Avery gave an example of setting up an inventory system for a bookstore. In the early days of computing you would just load some spreadsheet software on a single computer and call it a day. You would not need to worry about hackers, or internet access or the like, as it’s an isolated system.
Nowadays the easy things aren’t so easy anymore. Taking that same example for a bookstore, you would now have to worry about security updates, scalability, and most important of all: networking.
The following is a short story of how Tailscale made things easy.
A Short Story
Whenever I am on breaks from school, I frequently travel to visit family to in the deep, rural, south. Whether I like it or not, I end up being the IT guy for a whole branch of my family tree.
But this time around, an interesting conundrum came up. A family member needed a shared drive with a separate business (a veterinarian clinic of all places), but it also needed to be a Windows network drive (as certain software required it).
So, I got trucked down to said vet clinic, that was a few miles off a main road in a town in the middle of nowhere. There, I walked in and greeted the vet doctor who owns the practice.
He ushered me into one of his back offices, and he started explaining his workflow for file sharing in his practice. He lamented how he had issues with clientele not being able to get along with a web-based file browser that he saw as the only option. This was because this file browser created more work of uploading/downloading files via a web portal that not only was cumbersome, but fit like a square peg in a round hole for the software that uses these files.
But then I gandered at the URL bar and noticed something… It was an 100.x.y.z address. My eyes shot down to the lower right corner, and sure enough, there was the little Tailscale icon.
I brought this up and he said “Oh! It’s how I access my QNAP NAS!”
My jaw was on the floor. Despite this business being off a side road, that I cannot stress enough, was literally in the middle of nowhere, here is someone confidently using Tailscale. Even though this veterinarian is absolutely not a technical person (but sharp)!
He then regaled me of how he uses Tailsalce, which surmounted to copy/pasting IPs from the Tailscale admin portal into a new web browser tab, and then accessing services that way.
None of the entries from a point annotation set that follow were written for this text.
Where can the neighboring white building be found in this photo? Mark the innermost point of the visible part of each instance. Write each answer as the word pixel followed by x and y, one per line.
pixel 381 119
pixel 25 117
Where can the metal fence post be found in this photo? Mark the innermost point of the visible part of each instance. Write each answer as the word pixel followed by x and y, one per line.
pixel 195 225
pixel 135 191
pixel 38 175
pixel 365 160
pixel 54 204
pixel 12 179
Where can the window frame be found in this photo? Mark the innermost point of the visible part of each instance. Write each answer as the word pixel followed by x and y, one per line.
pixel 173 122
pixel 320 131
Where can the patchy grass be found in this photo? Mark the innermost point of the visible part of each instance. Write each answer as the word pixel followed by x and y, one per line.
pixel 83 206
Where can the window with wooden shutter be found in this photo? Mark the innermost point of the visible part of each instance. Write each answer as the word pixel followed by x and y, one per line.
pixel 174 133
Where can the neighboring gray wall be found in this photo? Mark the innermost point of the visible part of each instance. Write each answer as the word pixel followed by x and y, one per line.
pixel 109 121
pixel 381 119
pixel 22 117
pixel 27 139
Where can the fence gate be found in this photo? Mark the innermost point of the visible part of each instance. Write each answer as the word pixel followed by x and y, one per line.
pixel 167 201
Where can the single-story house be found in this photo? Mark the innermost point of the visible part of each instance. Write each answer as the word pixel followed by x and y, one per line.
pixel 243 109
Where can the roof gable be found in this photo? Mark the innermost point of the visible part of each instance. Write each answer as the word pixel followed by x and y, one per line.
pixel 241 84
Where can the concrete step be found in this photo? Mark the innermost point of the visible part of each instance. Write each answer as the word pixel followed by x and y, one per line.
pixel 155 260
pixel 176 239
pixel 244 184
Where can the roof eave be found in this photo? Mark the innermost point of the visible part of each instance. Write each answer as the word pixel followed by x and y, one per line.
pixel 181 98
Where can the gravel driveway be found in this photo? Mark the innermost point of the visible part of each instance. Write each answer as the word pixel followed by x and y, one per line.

He had a basic grasp of IP addresses, yet did not connect the dots that you can mount a network drive via a Tailscale IP. I then proceeded to show how you can go to the Windows file explorer, hit “Map Network Drive” and then use the Tailscale IP.
I wish I could convey the look of sheer awe and youthful astonishment on this man’s face. It is honestly the same face that I made when I first learned about Docker.
It then became just a matter of adding other people to his Tailnet that needed access to this network drive. Although it was slow, it absolutely got the job done. Thanks Tailscale.